In the final draft, systems used exclusively for military or defense purposes will not have to comply with the Act.
Similarly, the agreement provides that the regulation would not apply to AI systems used for the sole purpose of research and innovation or to people using AI for non-professional reasons.
A New Governance Architecture
A new AI Office within the Commission will be set up. Its task will be to oversee these most advanced AI models, contribute to fostering standards and testing practices, and enforce the common rules in all member states.
A scientific panel of independent experts will also advise the AI Office about general-purpose AI (GPAI) models.
An AI Board, which will comprise member states’ representatives, will serve as a coordination platform and an advisory body to the EU Commission and will give an essential role to EU member states in implementing the regulation, including the design of codes of practice for foundation models.
Finally, an advisory forum for stakeholders, such as industry representatives, small and medium enterprises (SMEs), start-ups, civil society and academia, will be set up to provide technical expertise to the AI Board.
Record-High Penalties
The AI Act’s provisional penalties for non-compliance are the highest fines ever voted by the EU.

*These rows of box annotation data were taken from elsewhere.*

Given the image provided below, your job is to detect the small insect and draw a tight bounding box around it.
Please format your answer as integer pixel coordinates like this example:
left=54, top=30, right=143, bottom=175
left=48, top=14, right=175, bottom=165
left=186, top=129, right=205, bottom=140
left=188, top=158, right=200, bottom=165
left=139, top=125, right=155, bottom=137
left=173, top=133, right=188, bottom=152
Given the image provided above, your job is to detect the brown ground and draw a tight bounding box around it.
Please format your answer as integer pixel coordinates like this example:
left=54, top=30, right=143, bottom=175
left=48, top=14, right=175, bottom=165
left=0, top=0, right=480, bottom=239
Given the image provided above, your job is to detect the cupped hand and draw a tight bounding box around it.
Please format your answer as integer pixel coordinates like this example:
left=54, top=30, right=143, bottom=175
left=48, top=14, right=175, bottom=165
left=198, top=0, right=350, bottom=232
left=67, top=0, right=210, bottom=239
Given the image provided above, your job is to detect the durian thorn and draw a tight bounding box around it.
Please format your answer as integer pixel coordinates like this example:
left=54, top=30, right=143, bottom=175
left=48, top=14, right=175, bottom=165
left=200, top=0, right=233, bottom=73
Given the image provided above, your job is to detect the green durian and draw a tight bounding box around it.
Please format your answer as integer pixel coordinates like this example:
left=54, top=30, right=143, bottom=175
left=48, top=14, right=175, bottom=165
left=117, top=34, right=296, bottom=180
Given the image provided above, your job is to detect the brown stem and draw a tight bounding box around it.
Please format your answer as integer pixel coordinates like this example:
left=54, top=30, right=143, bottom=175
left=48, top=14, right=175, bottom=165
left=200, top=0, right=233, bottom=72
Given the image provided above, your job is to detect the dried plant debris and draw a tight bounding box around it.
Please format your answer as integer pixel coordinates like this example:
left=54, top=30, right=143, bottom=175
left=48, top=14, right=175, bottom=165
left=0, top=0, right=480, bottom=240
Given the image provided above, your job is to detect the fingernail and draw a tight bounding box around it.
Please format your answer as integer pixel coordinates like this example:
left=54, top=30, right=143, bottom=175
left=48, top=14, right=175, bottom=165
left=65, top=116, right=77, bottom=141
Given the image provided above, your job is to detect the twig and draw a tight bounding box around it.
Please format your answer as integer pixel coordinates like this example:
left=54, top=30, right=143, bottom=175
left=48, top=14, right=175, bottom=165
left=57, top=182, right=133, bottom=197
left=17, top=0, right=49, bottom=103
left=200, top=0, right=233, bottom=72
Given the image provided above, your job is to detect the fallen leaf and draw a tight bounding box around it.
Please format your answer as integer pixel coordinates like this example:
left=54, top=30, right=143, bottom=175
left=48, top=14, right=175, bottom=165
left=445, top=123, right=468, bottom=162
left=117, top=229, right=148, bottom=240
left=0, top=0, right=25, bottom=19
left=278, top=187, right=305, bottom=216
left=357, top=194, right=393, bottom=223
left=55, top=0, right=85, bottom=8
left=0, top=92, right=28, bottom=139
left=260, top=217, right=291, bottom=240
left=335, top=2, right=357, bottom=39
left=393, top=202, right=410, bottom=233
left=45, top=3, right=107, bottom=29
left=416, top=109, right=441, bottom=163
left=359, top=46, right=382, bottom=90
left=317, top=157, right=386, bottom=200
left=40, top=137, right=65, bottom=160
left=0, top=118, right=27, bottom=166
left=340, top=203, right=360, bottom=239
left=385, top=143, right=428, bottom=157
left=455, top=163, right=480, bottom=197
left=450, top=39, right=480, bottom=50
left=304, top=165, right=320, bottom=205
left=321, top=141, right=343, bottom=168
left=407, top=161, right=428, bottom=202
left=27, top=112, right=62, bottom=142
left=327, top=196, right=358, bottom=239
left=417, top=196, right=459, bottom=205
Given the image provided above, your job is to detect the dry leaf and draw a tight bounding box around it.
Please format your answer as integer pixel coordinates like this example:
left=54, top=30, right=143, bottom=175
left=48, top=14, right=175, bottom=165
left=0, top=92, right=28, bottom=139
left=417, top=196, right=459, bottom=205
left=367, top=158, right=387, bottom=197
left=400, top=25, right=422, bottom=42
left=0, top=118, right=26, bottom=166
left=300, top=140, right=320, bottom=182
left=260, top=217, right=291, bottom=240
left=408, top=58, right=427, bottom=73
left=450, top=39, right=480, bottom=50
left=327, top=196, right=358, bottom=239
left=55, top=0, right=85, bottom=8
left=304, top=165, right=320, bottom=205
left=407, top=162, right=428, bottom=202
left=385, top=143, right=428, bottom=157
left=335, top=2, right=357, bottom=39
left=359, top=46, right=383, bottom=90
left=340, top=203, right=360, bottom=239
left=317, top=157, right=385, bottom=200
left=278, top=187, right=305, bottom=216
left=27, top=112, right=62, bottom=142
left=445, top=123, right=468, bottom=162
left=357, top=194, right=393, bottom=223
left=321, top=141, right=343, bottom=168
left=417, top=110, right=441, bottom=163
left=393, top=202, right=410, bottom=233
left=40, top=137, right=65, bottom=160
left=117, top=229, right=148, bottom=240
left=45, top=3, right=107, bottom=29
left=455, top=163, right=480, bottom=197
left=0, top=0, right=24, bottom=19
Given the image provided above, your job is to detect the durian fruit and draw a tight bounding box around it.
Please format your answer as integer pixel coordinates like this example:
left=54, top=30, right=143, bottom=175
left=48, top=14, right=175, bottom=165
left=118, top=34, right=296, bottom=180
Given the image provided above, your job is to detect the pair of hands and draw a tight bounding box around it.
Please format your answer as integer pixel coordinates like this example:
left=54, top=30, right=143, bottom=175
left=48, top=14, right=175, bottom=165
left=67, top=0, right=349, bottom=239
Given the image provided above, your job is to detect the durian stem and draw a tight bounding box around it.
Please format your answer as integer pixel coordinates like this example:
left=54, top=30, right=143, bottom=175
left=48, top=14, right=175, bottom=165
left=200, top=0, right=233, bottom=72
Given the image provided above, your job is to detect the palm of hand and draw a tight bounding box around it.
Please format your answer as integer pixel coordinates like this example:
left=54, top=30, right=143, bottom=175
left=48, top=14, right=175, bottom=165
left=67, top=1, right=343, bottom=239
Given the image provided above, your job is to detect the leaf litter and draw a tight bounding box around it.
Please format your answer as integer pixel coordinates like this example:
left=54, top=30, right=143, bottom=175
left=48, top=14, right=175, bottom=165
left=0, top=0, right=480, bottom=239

Here again, they are following a tiered approach:
- Violations of the banned AI applications will result in €35 million in fines or 7% of the offending company’s global annual turnover in the previous financial year – whichever is higher.
- Violating the AI act’s obligations will result in €15m in fines or 3% of the offending company’s global annual turnover in the previous financial year – whichever is higher.
- The supply of incorrect information will result in €7,5m in fines or 1,5% of the offending company’s global annual turnover in the previous financial year – whichever is higher.
Ilona Simpson, CIO for the EMEA region at Netskope, commented: “The fines imposed for non-compliance follow the well-established model of GDPR enforcement; fines cap out at 7% of global turnover compared with 4% under GDPR, meaning there can be no criticism over whether this law has teeth.”
However, the provisional agreement provides for more proportionate caps on administrative fines for SMEs and start-ups in case of infringements of the provisions of the AI Act.
Work will now continue at the technical level in the coming weeks to finalize the details of the new regulation. The presidency will submit the compromise text to the member states’ representatives (Coreper) for endorsement once this work has been concluded.
The entire text will need to be confirmed by the EU Council and the European Parliament and undergo legal-linguistic revision before formal adoption by the co-legislators.
The AI models with ‘unacceptable risk’ will start to be banned six months after the AI Act enters into force.
Requirements for high-risk AI systems, powerful AI models, the conformity assessment bodies, and the governance chapter will start applying one year after the law has been adopted.
The rest of the requirements will apply one year later.
A grace period of up to three years for companies to adjust their practices has been discussed.
A Blueprint for AI Regulation?
According to Kapoor, the EU AI Act will have repercussions all over the globe, including in the US.
“The EU AI Act will set global ethical standards for AI, significantly influencing US regulatory considerations. The EU AI Act will make it difficult for the US to pass its own laws, as global companies will seek a unified regulatory framework,” he said.
To promote greater alignment and flexibility, the US may have to align its strategic AI governance approach with the EU, Kapoor added. “But, until then, the EU and US should work on shared collaboration on platform governance and AI research for developing shared standards. This knowledge exchange at various levels is essential for cross-border cooperation and realizing global AI benefits. US-EU harmonization at this juncture is paramount for global AI advancements.”